Lightning Strikes Banking
The fintech disruptor integrated Bitcoin’s Lightning Network through Lightspark, slashing settlement times from days to seconds. No more waiting for SWIFT. No more intermediary banks taking a cut. SoFi’s move effectively bypasses the entire legacy cross-border payment system—and it’s live right now.
Why This Matters
This isn’t just a tech upgrade—it’s a direct assault on bloated transaction fees and sluggish processing. Lightning’s micropayment capabilities open doors for real-time payroll, instant remittances, and frictionless B2B settlements. Traditional banks? Still trying to figure out how to spell 'blockchain.'
Finance’s New Pulse
SoFi’s bet signals a broader shift: crypto infrastructure going mainstream, not as a speculative asset, but as critical financial plumbing. The move also subtly hints that stablecoins might soon face stiff competition from native Bitcoin settlements. Because who needs a digital dollar when you’ve got instant, final settlement on the world’s most secure network?
Closing Thought: Wall Street’s gonna hate how efficient this is—they can’t charge a 3% 'convenience fee' for doing nothing.
SoFi Bank and the Bitcoin Lightning Partner
The technical core of SoFi’s new service is Lightspark’s Universal Money Address (UMA), which allows users to send and receive funds using simple, email-like identifiers. Behind the scenes, UMA routes payments through Bitcoin’s Lightning Network—a LAYER 2 protocol designed to handle small transactions rapidly and cheaply by operating off-chain.
When a user initiates a transfer, the system converts U.S. dollars into bitcoin in real-time, sends the BTC through Lightning channels, and converts it again into the destination country’s currency. Funds land directly in the recipient’s bank account without requiring them to hold or manage crypto.
At launch, the feature will be available for transfers to Mexico, with more countries planned in a phased expansion. SoFi says the phased rollout ensures consistency and security from day one.
SoFi’s return to the digital asset sector
SoFi is stepping back into the crypto space, two years after regulatory headwinds forced it to walk away.

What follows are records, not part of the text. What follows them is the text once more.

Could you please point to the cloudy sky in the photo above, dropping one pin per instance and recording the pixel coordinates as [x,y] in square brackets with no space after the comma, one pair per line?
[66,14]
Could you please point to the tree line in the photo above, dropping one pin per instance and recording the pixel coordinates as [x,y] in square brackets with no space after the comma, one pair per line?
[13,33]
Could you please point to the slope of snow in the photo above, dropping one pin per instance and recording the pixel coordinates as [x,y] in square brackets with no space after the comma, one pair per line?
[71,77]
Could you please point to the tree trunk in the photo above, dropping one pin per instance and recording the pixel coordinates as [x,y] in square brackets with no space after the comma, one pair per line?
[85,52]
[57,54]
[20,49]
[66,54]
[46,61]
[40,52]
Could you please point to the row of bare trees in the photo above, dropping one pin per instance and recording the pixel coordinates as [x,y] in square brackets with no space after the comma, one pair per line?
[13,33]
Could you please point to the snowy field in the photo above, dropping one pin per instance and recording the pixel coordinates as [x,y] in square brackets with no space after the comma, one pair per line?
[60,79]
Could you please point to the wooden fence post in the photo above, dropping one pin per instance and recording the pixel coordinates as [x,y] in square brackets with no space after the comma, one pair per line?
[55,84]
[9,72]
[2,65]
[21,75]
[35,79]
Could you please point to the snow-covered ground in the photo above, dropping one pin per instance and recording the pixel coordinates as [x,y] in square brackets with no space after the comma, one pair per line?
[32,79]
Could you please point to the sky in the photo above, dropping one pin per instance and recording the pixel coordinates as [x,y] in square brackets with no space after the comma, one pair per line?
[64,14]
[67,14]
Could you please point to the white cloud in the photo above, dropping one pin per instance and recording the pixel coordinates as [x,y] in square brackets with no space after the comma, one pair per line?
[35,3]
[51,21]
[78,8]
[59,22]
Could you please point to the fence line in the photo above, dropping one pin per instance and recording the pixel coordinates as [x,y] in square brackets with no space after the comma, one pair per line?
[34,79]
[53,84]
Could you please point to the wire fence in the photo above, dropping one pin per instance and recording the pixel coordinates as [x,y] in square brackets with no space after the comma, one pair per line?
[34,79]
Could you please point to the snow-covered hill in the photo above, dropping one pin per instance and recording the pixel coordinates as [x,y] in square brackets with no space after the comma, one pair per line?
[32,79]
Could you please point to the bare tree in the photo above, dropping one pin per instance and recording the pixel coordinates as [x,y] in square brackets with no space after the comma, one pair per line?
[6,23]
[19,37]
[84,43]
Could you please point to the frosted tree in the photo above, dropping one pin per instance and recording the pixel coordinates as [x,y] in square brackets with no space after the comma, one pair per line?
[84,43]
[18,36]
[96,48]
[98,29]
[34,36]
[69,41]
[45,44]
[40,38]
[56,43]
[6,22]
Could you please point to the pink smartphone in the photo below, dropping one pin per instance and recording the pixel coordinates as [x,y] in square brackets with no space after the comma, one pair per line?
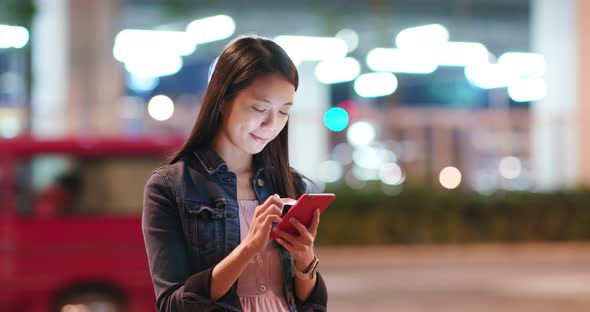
[303,210]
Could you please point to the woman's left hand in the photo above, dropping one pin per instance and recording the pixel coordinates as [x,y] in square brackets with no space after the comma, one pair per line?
[300,247]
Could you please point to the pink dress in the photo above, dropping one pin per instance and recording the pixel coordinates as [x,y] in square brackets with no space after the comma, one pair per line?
[260,286]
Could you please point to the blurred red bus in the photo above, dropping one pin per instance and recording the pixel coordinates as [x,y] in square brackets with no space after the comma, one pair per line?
[70,223]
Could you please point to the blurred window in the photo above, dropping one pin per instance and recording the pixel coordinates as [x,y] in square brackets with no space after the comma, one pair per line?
[61,185]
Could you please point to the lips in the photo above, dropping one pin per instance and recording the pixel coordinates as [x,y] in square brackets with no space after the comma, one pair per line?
[259,139]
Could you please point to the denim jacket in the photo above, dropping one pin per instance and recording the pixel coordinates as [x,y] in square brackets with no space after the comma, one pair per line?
[190,222]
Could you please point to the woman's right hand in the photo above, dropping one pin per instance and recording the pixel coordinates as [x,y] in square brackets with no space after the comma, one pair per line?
[265,214]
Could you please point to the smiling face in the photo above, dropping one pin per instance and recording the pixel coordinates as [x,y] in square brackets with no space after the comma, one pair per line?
[256,115]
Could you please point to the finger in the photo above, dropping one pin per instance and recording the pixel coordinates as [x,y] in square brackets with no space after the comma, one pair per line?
[297,242]
[300,227]
[285,235]
[315,222]
[288,201]
[287,245]
[274,199]
[271,210]
[268,221]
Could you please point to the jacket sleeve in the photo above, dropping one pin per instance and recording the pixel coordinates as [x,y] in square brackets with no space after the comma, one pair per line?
[175,287]
[318,300]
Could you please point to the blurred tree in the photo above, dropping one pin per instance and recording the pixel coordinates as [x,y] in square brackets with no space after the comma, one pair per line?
[17,12]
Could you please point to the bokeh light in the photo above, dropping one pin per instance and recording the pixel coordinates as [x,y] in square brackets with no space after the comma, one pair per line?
[450,177]
[351,108]
[336,119]
[361,133]
[391,174]
[510,167]
[330,171]
[161,107]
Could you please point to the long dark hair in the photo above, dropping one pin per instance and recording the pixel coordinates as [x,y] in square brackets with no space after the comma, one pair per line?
[241,62]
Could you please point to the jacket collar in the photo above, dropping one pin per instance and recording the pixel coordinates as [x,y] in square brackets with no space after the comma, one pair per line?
[212,162]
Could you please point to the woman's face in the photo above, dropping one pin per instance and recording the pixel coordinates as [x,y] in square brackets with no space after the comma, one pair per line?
[258,113]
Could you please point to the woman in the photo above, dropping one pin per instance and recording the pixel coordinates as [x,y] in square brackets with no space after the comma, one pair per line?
[208,214]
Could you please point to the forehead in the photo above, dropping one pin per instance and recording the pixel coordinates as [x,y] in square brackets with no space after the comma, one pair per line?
[273,87]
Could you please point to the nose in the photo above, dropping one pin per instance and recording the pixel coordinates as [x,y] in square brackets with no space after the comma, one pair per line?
[269,120]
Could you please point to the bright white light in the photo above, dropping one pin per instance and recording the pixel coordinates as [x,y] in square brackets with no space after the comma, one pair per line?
[402,61]
[212,28]
[361,133]
[161,107]
[337,70]
[489,76]
[13,36]
[422,37]
[462,54]
[330,171]
[527,89]
[133,43]
[302,48]
[524,64]
[450,177]
[9,126]
[350,37]
[510,167]
[147,66]
[391,174]
[372,157]
[375,84]
[142,84]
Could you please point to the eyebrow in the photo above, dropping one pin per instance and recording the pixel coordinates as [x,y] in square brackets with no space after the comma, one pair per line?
[269,102]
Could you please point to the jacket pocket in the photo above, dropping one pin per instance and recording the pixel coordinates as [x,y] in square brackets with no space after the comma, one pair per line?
[205,227]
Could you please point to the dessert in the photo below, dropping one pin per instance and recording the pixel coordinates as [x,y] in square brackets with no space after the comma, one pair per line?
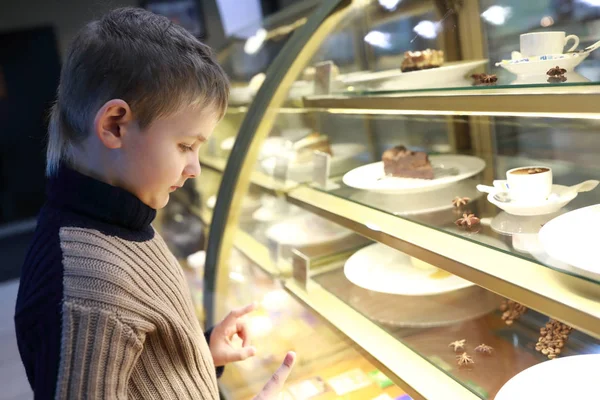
[305,147]
[556,71]
[467,220]
[553,337]
[418,60]
[401,162]
[460,201]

The digital bank backed away from crypto in 2023, not by choice, but under mounting pressure from regulators that left little room to operate within existing rules. By November, customers were asked to transfer or liquidate their holdings, and services shut down shortly after.
However, a change in tone from U.S. regulators opened the door to a comeback. In April 2025, CEO Anthony Noto confirmed SoFi’s renewed interest in crypto and said the company planned to integrate blockchain solutions across lending, investing, payments, and protection products.
As previously reported by crypto.news, the bank restarted spot cryptocurrency trading on its platform in June.